Known as the jewel of the Indian Ocean, the Maldives is breathtaking in its natural beauty. But as the country with the world’s lowest ground-level elevation – on average only 1.5 meters above sea level – the Maldives faces a catastrophic threat: rising sea levels could extinguish its beauty forever.
Following the largest coral bleaching event in history last year, The Hydrous team voyaged to the islands of the Maldives in December to investigate the effects of this global-warming-related incident.
With a group of 18 scientists, divers, filmmakers, and technologists from around the world, the team conducted scientific monitoring projects that involved sampling ocean microplastics and measuring coral mortality. They also created 3D models with photogrammetry – using underwater photography and drone footage to examine coral colonies and entire islands – and collected virtual reality footage.
The divers discovered a steep drop in some coral populations and a reduction in reef complexity. How – or if – the coral reefs of the Maldives bounce back will depend on many factors, including the reefs’ own resilience and humans’ impact on climate change.

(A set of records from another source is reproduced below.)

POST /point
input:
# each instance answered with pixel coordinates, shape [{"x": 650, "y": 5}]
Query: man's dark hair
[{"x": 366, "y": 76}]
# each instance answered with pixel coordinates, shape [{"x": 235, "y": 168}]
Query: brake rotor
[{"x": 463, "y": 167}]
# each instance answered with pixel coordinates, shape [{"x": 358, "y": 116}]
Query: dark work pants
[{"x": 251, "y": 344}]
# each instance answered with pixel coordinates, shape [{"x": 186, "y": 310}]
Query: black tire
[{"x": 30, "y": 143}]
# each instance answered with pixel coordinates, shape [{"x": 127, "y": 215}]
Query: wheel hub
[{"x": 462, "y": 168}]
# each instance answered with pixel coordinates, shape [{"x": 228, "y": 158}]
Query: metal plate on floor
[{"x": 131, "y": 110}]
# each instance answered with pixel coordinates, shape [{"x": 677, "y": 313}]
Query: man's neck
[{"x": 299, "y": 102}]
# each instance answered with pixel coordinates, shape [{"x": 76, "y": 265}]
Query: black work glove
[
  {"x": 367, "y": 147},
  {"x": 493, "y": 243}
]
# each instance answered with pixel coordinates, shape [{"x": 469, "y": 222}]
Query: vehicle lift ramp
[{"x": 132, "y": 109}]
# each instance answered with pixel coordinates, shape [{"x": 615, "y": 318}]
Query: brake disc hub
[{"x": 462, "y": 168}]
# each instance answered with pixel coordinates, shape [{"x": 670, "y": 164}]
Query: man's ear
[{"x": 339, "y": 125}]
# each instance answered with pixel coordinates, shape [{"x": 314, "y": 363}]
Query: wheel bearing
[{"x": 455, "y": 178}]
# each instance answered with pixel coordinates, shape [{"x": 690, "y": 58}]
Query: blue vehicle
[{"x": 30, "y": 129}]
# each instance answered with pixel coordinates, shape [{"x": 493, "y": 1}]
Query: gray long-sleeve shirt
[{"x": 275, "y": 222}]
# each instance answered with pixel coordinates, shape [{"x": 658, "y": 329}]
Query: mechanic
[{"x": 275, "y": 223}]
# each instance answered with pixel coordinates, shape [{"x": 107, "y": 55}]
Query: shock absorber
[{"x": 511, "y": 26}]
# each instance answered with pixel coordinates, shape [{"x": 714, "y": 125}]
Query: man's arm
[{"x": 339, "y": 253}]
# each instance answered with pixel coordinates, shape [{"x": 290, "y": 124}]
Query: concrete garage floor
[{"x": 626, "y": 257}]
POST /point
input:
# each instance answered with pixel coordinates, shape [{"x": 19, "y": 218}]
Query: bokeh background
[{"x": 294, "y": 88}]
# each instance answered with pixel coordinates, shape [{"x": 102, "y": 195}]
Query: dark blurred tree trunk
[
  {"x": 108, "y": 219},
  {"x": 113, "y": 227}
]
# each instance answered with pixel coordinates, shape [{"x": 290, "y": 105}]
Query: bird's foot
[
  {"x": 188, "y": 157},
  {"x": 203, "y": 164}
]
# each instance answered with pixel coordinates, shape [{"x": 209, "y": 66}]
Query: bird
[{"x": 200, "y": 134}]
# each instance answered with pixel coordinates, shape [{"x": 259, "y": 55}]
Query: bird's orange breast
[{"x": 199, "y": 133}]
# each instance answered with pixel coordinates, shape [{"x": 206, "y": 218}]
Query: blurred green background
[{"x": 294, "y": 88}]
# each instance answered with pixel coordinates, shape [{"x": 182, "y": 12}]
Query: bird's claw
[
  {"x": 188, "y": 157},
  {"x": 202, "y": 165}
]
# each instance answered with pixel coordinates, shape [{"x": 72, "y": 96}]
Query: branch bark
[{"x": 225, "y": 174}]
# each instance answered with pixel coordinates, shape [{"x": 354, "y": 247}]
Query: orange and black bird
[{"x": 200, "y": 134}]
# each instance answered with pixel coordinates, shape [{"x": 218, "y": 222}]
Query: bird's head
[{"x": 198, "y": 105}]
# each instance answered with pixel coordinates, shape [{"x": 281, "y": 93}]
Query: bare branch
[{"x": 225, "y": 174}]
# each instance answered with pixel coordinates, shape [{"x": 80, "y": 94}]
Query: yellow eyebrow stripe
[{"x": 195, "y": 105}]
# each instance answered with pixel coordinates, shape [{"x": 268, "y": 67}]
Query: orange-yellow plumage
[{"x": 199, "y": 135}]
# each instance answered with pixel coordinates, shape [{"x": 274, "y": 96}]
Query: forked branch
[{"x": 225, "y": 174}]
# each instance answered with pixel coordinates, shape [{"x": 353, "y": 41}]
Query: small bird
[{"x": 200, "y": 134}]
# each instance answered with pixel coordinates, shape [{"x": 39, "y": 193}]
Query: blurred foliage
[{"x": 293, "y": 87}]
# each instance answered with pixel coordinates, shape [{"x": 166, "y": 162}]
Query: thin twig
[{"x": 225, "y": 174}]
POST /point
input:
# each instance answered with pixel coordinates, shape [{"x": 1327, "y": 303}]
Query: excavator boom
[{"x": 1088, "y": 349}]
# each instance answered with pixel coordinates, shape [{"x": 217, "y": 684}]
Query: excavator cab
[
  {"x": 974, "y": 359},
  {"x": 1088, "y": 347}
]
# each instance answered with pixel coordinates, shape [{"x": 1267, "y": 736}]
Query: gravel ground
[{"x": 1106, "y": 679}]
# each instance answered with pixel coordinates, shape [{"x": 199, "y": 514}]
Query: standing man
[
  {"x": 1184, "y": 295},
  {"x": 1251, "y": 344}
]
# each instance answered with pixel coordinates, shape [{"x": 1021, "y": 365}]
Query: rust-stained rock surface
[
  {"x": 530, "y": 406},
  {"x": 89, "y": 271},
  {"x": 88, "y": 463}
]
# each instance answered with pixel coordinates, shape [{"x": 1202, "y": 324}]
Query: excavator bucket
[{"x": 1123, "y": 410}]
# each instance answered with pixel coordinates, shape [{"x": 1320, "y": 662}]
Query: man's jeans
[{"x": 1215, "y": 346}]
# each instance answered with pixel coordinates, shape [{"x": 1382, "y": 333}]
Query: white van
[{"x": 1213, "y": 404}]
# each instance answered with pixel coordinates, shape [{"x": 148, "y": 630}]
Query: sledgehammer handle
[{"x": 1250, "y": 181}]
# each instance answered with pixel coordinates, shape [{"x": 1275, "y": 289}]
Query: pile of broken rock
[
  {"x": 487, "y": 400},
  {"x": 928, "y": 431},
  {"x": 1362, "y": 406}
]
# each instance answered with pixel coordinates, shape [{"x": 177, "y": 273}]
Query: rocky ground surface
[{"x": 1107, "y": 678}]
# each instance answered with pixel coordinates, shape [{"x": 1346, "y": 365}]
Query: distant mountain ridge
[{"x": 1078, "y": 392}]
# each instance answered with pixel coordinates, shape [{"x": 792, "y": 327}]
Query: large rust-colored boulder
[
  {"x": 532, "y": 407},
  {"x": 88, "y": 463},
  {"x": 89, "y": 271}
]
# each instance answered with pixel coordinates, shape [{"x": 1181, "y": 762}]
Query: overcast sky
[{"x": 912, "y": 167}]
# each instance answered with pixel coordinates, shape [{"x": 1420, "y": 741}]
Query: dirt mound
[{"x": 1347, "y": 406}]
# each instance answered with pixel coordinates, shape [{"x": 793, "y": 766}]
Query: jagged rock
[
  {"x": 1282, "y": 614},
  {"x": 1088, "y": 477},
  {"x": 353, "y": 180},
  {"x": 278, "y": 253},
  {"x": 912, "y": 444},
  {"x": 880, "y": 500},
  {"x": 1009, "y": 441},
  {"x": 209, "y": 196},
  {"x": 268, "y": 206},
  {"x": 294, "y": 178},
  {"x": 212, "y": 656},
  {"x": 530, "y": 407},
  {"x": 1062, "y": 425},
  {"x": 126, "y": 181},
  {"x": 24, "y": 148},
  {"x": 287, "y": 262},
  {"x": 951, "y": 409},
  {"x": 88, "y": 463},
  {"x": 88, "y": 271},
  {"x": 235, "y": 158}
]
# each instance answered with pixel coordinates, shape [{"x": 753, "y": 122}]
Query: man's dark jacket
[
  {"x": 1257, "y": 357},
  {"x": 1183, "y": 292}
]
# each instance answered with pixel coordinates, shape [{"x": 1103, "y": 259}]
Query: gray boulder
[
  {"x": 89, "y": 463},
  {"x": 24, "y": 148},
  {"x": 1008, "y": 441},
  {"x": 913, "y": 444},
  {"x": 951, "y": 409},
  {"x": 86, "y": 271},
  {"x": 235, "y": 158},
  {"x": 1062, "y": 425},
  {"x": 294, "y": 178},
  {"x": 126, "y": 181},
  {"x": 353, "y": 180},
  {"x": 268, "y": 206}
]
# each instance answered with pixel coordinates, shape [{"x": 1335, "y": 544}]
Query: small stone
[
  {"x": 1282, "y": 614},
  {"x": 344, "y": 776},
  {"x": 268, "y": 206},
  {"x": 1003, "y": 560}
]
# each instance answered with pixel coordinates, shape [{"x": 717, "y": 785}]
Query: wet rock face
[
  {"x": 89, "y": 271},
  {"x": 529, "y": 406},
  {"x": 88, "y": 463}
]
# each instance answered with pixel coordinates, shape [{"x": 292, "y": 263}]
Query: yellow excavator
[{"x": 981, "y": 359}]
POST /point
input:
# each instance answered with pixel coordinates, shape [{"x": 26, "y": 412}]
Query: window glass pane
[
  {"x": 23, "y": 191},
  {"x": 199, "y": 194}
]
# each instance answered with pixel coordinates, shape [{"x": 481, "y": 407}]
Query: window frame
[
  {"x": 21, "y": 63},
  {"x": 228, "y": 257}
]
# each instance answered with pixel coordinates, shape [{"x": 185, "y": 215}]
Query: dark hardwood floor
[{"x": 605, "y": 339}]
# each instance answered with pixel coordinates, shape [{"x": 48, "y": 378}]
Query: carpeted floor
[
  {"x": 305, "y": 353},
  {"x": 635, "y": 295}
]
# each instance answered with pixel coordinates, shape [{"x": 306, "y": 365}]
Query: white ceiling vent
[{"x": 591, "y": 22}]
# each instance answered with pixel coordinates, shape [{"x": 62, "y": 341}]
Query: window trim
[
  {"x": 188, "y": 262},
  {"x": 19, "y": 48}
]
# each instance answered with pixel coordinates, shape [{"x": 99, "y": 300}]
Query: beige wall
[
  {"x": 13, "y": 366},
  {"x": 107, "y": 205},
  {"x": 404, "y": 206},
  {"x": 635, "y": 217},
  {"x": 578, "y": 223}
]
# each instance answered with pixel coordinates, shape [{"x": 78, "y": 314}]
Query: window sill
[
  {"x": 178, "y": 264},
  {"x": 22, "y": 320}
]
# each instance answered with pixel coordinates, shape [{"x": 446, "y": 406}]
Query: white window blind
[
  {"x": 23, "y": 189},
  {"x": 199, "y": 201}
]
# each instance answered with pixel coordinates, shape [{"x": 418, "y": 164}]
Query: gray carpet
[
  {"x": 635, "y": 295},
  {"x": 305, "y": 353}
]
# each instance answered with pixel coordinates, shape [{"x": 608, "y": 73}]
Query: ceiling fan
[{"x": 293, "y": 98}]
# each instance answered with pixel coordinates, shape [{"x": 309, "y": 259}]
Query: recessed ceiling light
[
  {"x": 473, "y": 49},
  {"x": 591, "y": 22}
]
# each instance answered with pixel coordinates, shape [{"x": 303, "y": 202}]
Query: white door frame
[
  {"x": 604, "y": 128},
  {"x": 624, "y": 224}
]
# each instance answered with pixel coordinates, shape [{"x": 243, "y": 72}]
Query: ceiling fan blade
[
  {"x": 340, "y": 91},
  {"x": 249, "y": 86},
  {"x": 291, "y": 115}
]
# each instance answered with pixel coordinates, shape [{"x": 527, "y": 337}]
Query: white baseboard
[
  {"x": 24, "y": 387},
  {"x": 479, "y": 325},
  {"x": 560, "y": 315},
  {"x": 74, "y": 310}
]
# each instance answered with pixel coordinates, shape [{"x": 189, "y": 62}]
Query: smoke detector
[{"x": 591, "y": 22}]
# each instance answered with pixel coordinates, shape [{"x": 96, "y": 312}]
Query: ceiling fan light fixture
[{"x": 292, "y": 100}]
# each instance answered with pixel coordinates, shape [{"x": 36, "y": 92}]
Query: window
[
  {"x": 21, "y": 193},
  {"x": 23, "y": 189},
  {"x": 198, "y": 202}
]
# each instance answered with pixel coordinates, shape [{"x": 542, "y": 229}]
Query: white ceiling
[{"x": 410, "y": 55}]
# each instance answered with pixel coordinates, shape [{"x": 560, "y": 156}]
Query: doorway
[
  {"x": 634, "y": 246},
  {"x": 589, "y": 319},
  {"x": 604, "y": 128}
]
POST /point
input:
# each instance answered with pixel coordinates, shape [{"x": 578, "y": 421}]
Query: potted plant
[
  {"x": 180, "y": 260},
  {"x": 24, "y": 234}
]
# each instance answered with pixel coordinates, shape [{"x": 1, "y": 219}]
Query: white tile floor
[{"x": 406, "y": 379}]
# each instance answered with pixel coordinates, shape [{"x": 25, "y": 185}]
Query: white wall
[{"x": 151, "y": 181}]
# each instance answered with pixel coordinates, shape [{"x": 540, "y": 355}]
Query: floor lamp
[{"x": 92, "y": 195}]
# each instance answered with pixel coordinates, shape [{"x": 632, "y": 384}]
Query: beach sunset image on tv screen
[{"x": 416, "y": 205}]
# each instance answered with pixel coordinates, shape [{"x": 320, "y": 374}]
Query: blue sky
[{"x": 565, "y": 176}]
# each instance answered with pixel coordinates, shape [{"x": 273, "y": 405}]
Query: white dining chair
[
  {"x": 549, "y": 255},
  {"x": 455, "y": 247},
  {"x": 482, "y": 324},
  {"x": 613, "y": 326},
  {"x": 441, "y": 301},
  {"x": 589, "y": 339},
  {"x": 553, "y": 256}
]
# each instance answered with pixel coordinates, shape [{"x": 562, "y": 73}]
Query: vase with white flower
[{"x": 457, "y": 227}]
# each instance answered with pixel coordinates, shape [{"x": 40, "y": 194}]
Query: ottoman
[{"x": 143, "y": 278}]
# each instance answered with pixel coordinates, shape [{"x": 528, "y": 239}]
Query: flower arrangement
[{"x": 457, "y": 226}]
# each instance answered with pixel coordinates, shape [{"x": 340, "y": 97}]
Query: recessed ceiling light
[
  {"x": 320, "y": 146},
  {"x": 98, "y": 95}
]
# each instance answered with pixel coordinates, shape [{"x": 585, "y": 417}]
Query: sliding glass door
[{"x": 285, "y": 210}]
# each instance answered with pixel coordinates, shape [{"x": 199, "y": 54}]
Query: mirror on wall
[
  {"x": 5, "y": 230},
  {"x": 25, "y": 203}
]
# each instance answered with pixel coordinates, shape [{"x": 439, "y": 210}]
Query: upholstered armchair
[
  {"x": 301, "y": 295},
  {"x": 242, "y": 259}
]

To capture, process, and share the VR footage and 3D models, the Hydrous team looked to Lenovo’s ThinkStation P510 and ThinkPad P50 to ensure its Autodesk and Adobe suites ran without delay.
Specifically, the ThinkPad P50 helped the team manage its photography and videography, as well as back up files multiple times a day without delay. The team also relied on the P50 to render 3D models, track GPS coordinates, and review virtual reality footage after dives.
In the coming months, the team will contribute the data it collected to long-term monitoring projects and develop virtual experiences and educational tools to bring the expedition to life for the rest of the world. The 3D models will find their way to classrooms and museums to teach young students about the dangers facing the ocean from pollution and global warming.
Later this year, The Hydrous plans to return to the Maldives to further track changes to the coral reefs, hoping to see signs of a successful recovery.